# coppering/cosmic/firespot with extra detail on the eyeliner...



## PomPoko (Jan 8, 2008)

So, I tried to post this yesterday, and i got logged out, I logged back in again and it was GONE. GONE i tell ye! 
	

	
	
		
		

		
			





 I was so angry at myself for not saving it in a separate word file or some such. Took me hours as well! Haha.

Anyway, I've not been very well over the last few days, so I thought to cheer myself up I'd do a tutorial. I said I might do one a while ago, so here it finally is. I just want to point out that this is going to be quite long, since I said for lovely specktra-ette i_luv_mac that I'd try and do an eyeliner tut, so this is a two birds, one stone sort of thing. I have no idea if my eyeliner bit will be any help, cos its a lot harder than I thought to do and take pics as you go! 

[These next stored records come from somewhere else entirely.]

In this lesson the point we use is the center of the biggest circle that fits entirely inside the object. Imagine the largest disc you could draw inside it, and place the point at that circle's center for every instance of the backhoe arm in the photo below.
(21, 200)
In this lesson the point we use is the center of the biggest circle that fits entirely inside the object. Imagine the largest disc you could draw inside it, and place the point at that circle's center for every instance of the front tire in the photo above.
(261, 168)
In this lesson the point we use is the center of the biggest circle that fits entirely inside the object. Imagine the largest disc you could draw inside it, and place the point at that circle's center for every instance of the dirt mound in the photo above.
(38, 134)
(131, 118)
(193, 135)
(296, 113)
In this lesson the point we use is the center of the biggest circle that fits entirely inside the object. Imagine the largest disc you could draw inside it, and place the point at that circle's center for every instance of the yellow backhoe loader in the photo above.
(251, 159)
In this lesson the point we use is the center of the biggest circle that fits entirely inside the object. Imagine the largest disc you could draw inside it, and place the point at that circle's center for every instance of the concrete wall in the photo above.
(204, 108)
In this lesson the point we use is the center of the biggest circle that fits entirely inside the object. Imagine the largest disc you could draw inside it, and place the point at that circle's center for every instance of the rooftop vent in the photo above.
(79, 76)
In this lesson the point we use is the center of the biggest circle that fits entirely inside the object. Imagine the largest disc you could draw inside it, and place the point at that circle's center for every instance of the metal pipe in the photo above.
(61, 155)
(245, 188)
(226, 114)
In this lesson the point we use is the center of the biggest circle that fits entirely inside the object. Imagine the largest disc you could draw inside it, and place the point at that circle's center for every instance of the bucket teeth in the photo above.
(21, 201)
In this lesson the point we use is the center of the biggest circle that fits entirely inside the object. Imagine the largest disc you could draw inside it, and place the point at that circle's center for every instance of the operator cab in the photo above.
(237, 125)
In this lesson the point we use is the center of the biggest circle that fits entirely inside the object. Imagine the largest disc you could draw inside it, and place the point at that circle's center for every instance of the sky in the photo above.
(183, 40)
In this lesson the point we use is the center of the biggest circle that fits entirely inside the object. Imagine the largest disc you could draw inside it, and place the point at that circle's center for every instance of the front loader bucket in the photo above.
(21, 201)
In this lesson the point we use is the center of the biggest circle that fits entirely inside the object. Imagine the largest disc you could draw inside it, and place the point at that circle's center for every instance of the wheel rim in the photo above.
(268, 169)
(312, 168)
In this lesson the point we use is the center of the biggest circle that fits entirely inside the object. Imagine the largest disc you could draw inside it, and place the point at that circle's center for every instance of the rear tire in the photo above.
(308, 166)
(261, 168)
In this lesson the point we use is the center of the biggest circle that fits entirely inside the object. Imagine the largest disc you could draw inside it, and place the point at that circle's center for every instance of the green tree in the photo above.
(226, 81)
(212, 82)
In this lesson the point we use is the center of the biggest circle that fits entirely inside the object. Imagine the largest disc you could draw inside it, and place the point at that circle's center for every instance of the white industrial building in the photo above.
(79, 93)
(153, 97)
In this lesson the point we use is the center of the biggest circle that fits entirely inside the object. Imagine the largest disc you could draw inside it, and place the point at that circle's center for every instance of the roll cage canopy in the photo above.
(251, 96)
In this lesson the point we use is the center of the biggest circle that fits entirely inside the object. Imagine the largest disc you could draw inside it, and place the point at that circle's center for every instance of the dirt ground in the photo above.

I apologise in advance for my stupid faces, I have a hard enough time keeping a neutral face at the best of times 
	

	
	
		
		

		
		
	


	




 Also, please excuse my eyebrows and nails. I have no excuse aside from I'm lazy and need to get them sorted.

Righty-oh, this is what you will need (obv not the whole 15 pallette
	

	
	
		
		

		
		
	


	




 just the coppering)





Which is (in no particular order)
Benefit non-fiction foundation
Givenchy Sublimine foundation (I think thats spelled wrong)
Bobbi Brown Shimmerbrick in Apricot
StudioFix Powder
Benefit Georgia Powder
UDPP
Bronzing Pearls or Bronzing Powder. Matte is best 
	

	
	
		
		

		
		
	


	



Cosmic eyeshadow
Coppering Eyeshadow
Expensive Pink eyeshadow
Firespot Eyeshadow
Blacktrack Fluidline
Prestige eyeliner pencil
Bourjois Volume Ultra Mascara
Rubenesque paint pot
Babied Lacquer
Myth Lipstick (not pictured)
Hug me Lipstick (also not pictured)
YSL Touche Eclat
Walnut/Ivoire Brow Shader

Brushes and tools you need are:
134SE
168SE
187SE
219SE
190SE
224
202
Ruby And Millie Angled Brush for eyeliner
Ruby and Millie Fluff Brush
Ruby and Millie Brow and Lash Comb
Cosmopolitan Blusher Brush
A Lip Brush of no discernable origins 
	

	
	
		
		

		
		
	


	




Start with a clean, moisterised face. Yuck @ me. I put on some Lip Injection before this picture, I regretted it almost instantly 
	

	
	
		
		

		
		
	


	








Take your UDPP and put it on. I decided to do my eyes first as these colours have a tendency to leave a lot of fall out. This means I can clean up without taking off my facemakeup as well!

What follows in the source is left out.